Adobe should at least make users register & sign in first
Why Adobe doesn’t want to offer CS2 for free
While Adobe could probably take better advantage of this situation from a marketing/promotions standpoint, giving away CS2 may not be in Adobe’s best interest after all. Opportunity costs for this unwanted attention may exceed the potential benefits. Therefore, making it an official offer could only make matters worse.
For those that continue to purchase the software package outright (that’s still an option), would you be more or less likely to pay the $700 if you knew that it would be given away for free just half a decade later?
- Officially, CS2 is an unsupported and outdated software library. Most programs will not run properly on new computers running Windows 7 or 8 (only in compatibility mode) as well as most recent versions of the Mac OS. Even if you do get some programs to run, it may result in instability problems and a bad user experience, potentially backfiring as a branding tool. (Imagine losing a large project because Adobe crashed in the middle of it)
“Adobe has disabled the activation server for CS2 products, including Acrobat 7, because of a technical issue. These products were released more than seven years ago, do not run on many modern operating systems, and are no longer supported.
Adobe strongly advises against running unsupported and outdated software. The serial numbers below should only be used by customers who legitimately purchased CS2 or Acrobat 7 and need to maintain their current use of these products.”
- Adobe already has its own free version of their most popular product: Photoshop Express. And even though it’s very watered down compared to CS2 or Gimp, perhaps casual Creative Suite software users aren’t their target market for Adobe’s fully featured suite. Adobe CS is meant for the most serious design professionals. Considering the price jump between Photoshop Express (free) and Adobe Photoshop ($700), it may be unlikely that someone interested in free CS2 is ever going to fork over the cash for the current suite. Nobody knows better than Adobe.

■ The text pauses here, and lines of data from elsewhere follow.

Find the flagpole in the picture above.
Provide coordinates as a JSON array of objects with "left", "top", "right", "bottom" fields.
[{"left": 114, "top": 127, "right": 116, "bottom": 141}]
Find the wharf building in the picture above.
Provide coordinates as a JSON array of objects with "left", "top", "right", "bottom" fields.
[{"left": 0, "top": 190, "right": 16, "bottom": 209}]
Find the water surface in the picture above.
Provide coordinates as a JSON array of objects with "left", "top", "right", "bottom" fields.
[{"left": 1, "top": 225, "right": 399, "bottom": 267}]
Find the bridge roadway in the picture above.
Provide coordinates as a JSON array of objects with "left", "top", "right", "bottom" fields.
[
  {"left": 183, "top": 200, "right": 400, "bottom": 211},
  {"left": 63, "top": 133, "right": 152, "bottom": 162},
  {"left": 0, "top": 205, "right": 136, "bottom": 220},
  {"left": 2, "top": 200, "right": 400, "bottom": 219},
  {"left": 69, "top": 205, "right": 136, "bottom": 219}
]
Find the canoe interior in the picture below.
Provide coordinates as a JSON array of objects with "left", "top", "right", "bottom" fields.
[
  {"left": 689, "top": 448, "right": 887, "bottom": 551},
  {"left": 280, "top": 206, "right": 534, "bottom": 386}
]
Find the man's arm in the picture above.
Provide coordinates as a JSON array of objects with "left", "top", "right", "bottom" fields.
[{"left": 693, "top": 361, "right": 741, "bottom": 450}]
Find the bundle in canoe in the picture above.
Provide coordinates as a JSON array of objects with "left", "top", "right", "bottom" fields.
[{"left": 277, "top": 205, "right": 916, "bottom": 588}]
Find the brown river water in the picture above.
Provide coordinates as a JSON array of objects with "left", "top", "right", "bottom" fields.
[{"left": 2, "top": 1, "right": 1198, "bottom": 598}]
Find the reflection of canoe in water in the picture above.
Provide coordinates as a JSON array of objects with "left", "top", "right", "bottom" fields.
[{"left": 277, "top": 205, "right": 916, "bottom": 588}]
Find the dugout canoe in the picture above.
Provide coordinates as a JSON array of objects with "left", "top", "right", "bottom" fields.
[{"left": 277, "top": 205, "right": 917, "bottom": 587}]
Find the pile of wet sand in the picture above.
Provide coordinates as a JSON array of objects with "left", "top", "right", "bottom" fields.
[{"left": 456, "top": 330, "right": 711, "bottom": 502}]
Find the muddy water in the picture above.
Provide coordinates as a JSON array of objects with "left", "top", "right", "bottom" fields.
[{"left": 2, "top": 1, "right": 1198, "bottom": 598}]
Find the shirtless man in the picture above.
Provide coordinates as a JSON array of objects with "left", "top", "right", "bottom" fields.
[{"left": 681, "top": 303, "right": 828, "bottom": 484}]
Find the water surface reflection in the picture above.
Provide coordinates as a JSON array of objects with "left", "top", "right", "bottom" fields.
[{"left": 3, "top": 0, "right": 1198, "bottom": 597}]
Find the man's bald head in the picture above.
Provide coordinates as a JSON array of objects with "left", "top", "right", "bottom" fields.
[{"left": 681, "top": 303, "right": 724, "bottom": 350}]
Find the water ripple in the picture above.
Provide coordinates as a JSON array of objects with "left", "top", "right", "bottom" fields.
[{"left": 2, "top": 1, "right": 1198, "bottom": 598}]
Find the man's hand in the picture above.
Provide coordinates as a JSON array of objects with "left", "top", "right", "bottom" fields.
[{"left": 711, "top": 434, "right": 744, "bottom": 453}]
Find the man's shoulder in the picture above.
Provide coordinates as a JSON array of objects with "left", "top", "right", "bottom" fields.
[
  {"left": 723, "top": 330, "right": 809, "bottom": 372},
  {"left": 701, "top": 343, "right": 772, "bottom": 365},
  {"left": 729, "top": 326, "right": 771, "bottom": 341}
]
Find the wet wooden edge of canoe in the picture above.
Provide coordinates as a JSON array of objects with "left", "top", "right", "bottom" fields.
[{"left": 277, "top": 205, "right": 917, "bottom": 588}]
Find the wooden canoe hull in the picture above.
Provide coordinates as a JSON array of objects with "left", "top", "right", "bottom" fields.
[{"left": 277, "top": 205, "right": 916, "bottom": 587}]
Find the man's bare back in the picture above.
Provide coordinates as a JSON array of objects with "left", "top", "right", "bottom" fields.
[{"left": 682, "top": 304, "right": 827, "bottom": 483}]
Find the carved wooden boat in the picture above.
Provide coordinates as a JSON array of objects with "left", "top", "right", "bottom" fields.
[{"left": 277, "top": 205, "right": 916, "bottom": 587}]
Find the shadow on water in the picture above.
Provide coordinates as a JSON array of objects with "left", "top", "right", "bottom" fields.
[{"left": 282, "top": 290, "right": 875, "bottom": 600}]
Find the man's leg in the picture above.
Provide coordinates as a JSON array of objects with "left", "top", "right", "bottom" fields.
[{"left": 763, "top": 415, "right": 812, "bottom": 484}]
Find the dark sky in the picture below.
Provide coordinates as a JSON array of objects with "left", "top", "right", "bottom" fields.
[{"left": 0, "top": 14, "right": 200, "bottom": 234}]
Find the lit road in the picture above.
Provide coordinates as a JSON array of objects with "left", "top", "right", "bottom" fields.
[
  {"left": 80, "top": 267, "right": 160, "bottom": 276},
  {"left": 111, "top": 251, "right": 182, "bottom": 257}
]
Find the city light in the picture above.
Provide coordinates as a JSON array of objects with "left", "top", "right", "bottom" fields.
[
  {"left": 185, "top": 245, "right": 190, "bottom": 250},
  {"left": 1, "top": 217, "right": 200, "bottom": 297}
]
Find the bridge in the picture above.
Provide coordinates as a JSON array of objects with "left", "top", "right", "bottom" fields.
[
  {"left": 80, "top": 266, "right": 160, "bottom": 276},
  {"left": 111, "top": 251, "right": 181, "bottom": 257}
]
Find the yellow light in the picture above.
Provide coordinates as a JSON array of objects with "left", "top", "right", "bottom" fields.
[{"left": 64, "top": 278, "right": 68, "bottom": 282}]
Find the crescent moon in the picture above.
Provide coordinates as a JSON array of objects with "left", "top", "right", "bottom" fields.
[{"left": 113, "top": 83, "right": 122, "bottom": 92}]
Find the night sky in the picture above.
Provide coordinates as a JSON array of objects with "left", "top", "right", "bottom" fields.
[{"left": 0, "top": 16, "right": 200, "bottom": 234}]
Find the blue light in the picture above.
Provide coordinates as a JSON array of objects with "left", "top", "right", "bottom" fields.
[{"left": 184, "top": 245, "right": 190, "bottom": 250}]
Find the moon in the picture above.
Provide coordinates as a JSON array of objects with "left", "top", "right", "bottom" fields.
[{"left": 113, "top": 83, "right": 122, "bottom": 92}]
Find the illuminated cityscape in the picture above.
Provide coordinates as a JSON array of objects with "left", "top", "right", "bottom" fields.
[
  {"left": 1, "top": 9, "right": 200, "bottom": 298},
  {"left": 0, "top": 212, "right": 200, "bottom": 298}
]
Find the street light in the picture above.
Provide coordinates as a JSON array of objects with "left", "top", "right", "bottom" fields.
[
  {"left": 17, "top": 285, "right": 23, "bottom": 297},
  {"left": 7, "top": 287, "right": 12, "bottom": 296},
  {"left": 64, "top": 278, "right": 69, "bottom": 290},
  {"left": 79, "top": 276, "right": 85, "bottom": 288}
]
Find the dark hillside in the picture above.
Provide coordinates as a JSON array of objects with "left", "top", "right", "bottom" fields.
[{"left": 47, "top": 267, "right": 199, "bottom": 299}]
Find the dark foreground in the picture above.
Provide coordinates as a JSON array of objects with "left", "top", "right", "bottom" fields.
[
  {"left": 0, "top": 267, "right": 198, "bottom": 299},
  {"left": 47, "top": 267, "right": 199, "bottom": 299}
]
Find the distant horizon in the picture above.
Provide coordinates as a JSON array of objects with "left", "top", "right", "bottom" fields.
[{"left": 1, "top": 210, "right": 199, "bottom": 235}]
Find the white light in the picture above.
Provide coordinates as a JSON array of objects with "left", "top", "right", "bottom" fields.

- Adobe is looking forward to their new business focus: a software subscription model & additional cloud storage services. Users will no longer need to worry about their software going out of date and purchasing more to upgrade just a few features. This new model even has its own free trial, which might not welcome the competition from within. Either way, the last thing Adobe wants to do is encourage use of the old software while they’re trying to sell the new and improved versions.